Earlier this week, in response to Tory MP Philip Davies, who continues to be suffered by voters in the Shipley constituency, Gavin “Stupid Boy” Williamson, who claims to be Education Secretary, gave his personal backing to the campaign, although the DfE later modified this by telling “The department has not asked people to sing songs or endorsed any specific materials for One Britain One Nation day”. And it got worse.
“Scotland's First Minister Nicola Sturgeon said she first assumed the UK government's endorsement of the idea was a ‘spoof’ when she saw it [many schools in Scotland will have closed for the Summer break by tomorrow]”. Also, “A spokesperson for the Labour-run Welsh government, responsible for schools in Wales, said: ‘Education is a devolved matter and the Welsh government has not been engaged in this project.’”
Apparently, only schools in the Bradford area are likely to take part in this stunt, which has caused Andrew Vine at the Yorkshire Post, a few miles away in Leeds, to muse “THERE is something deeply disturbing about the notion of children all over the country being shepherded into school halls tomorrow and made to sing a supposedly patriotic song”.
You'll have to speak up, I'm a bit Mutt And Jeff
Do go on. “That’s because it calls to mind those chilling images from totalitarian regimes - both past and present - where children for whom schooling is less a matter of education than indoctrination are compelled to sing a daily song in praise of the motherland and its glorious leader”. Luke Harding at the Guardian had some examples of the genre.
“For North Korea, it is a rousing anthem with a bold opening line: “Let morning shine on the silver and gold of our land.” For Vladimir Putin, it’s a chanson-like melody, Where does the motherland begin?, from his favourite Soviet spy film … There have been inevitable comparisons with the Hitler Youth and with the school song sung by millions of young East German communist pioneers: ‘Uns’re Heimat’, or ‘Our homeland’”.
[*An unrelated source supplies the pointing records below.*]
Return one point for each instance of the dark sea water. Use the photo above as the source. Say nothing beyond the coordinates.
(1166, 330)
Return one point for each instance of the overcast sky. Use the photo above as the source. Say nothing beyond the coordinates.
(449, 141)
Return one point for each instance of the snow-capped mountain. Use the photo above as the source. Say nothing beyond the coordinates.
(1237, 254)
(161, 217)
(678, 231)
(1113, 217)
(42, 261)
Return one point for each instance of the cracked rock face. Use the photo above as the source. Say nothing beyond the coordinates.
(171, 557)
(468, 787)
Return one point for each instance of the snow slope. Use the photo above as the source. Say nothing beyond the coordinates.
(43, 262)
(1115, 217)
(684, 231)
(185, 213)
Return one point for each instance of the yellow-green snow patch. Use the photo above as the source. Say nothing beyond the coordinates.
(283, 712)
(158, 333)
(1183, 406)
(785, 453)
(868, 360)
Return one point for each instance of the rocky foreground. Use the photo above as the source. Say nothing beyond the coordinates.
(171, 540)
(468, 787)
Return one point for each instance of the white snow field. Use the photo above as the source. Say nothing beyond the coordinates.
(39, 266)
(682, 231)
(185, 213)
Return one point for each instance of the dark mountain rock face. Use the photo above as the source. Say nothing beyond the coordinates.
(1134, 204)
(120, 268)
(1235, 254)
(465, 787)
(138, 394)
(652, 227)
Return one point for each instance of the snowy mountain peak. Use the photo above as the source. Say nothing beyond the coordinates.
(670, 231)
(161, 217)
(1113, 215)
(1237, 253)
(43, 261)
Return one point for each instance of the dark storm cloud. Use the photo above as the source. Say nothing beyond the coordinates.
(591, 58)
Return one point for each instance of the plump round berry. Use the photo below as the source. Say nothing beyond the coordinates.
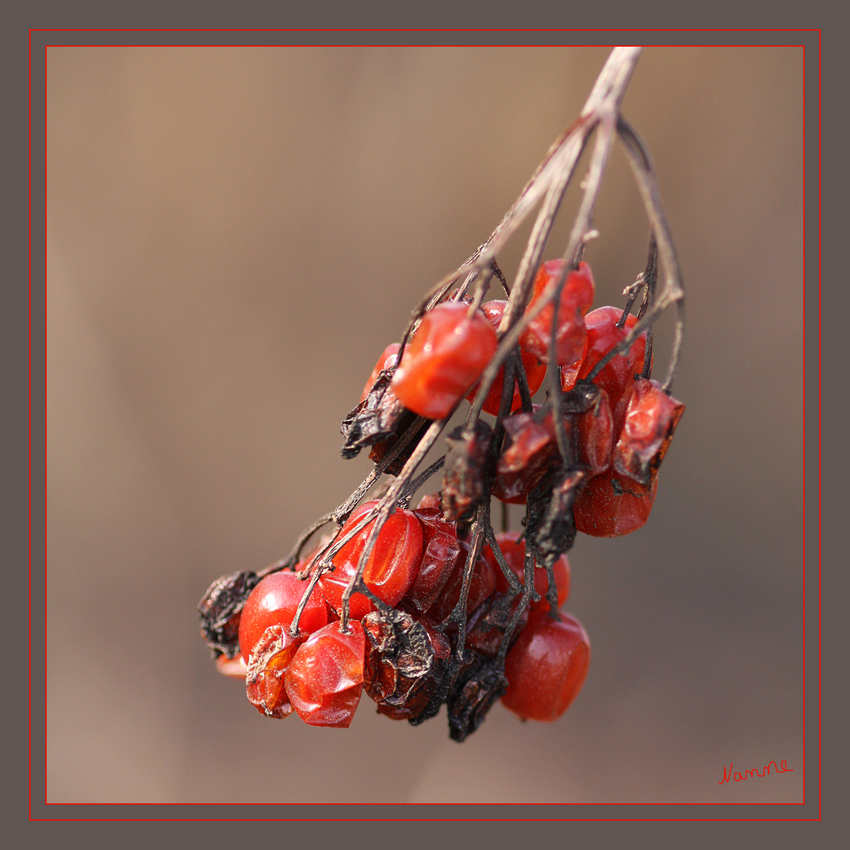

Kash Singh’s enthusiasm and sincerity is not being questioned: the problem is that having school-age children sing so-called “patriotic songs” has a seriously bad recent history, stirring memories of totalitarian régimes that prevailed across mainland Europe from the 1920s right through to the fall of eastern European Communist Governments at the end of the 80s - as well as those that linger on in countries like North Korea.
That is why OBON Day has brought a response which combines outrage and derision. And that’s why Gavin Williamson is full value for his nickname. Stupid boy, indeed.